Having squared up this point let us now get down to the actual means of increasing size and power. Let us consider the best upper body exercise for putting power into the arms, chest and shoulders – The Supine Press. It is without a doubt the foremost heavy power movement of all, excepting the Deep Knee Bend, and taken together they constitute a body building course by themselves. It is in the supine or back-lying position that you can handle the topmost poundage with the arms, and it is also an impressive lift to the innocent bystander when you complete, say, 200 to 300 pounds with your arms (after they have felt the weight by trying to raise it from the floor).
Record poundages of up to 400 pounds have been made on this lift which was a favorite of the old-timers who, indeed, only used movements for power and never dreamt of wasting time on light sectional training. Even those who cannot standing press much more than 100 pounds will be able to push up 150 to 200 in no time at all, and with regular training on the lift you will get up a good deal more.
The Arch Back Press is the strongest pressing position (the more so if you have done plenty of parallel bar dipping) though, in recent contest and regulation competition ruling, this position is disallowed, only pressing being permitted with the back to the floor. For power and body building purposes, however, you must practice the arch back method as well, as in all exercises you should include training in the position that allows the very heaviest weights to be used. It would be foolish not to take advantage of every favorable leverage position and device systematically to apply full stress to the muscle ligaments and tendons. As in heavy training on the Standing Barbell Press, for example, you press the heaviest weight you can, concluding the final two or three reps by a pushaway or lean-back press. You also Jerk more than you can press and resist the weight down to accustom the muscles to higher poundage.

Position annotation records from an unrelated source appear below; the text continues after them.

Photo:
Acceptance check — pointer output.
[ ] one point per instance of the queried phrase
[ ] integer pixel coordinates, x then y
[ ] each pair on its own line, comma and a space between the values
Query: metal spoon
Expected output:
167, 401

Before commencing your Supine Pressing you may find it advisable to perform a few floor dips or press ups to warm up. Now, load up the bar to your topmost standing press poundage (you may lower it somewhat if required, or, on the other hand you may be able to handle slightly higher) and get under the bar, on the floor, of course, and grasping it a little more than shoulder width apart, press it several times. Now keep on increasing the poundage in tens and pressing as many reps as you can for each set until you reach your “topmost” press or single limit lift. You will observe the quotation marks in the last sentence which are used because what you think is your topmost press is not that by a long way, unless you have already specialized in Supine Pressing in the manner described herein.

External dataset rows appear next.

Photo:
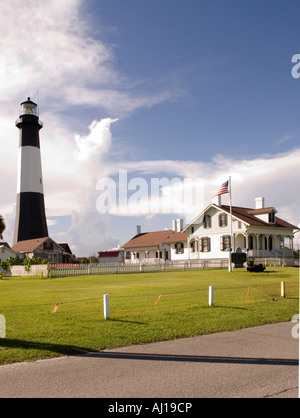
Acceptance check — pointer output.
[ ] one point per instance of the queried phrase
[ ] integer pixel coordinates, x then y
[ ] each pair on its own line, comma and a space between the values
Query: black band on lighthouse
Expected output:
30, 217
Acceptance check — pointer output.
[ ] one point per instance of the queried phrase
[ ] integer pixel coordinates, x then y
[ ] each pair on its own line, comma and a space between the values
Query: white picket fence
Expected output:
107, 268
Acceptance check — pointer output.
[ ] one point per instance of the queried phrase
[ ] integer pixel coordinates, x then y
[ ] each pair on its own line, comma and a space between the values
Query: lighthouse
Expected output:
30, 212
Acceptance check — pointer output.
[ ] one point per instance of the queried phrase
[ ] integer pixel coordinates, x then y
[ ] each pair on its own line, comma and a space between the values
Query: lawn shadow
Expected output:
126, 321
50, 347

As you put up the weight to your so-called limit, widen the arms somewhat, though not too much at a time, and you will find that up goes the heavier weight each time, until finally you are pressing with the hands completely touching the inside collars of the bar. Don’t forget, only widen the arms as much as is absolutely necessary to press up each weight increase, remembering that each little bit wider makes a greater weight go up easier.
In case you get the idea that this is now your limit, let me advise you once more to the contrary because we have another very potent device up our sleeves which is, as previously mentioned, the arch back press. So commence arching the back as the weight gets still heavier, until you are right back on your neck, so to speak – the shoulders are firmly to the ground, of course – and press slightly away from you, that is, toward the feet.
Employing the two methods concurrently you will get up to a present limit press which is considerably higher than you could have achieved otherwise. A third means of increasing your poundage is to take in a good full breath before pressing and hold it until the lift is almost complete – exhale and release the breath at the hardest point of the bar’s ascent.
Another word of advice in using heavy poundages. You will probably experience some difficulty in getting the heavy weights into pressing position. I think that the best way is to roll the bar up on to the stomach, then, by arching upwards with the trunk, lift the bar up into the position so that it is supported by the arms only, with the elbows to the ground. Bring the abdomen into play again when lowering the bar.
By the way, I must again emphasize – do not go wider with the grip than is absolutely necessary to press the weight. Save the extra widening for those greater poundages. On your 3 sets of 10 keep the grip uniform throughout at a little over shoulder width apart. Train on the Supine Press in this manner for a period of three to four weeks putting up the poundage all the time. You’ll astound yourself.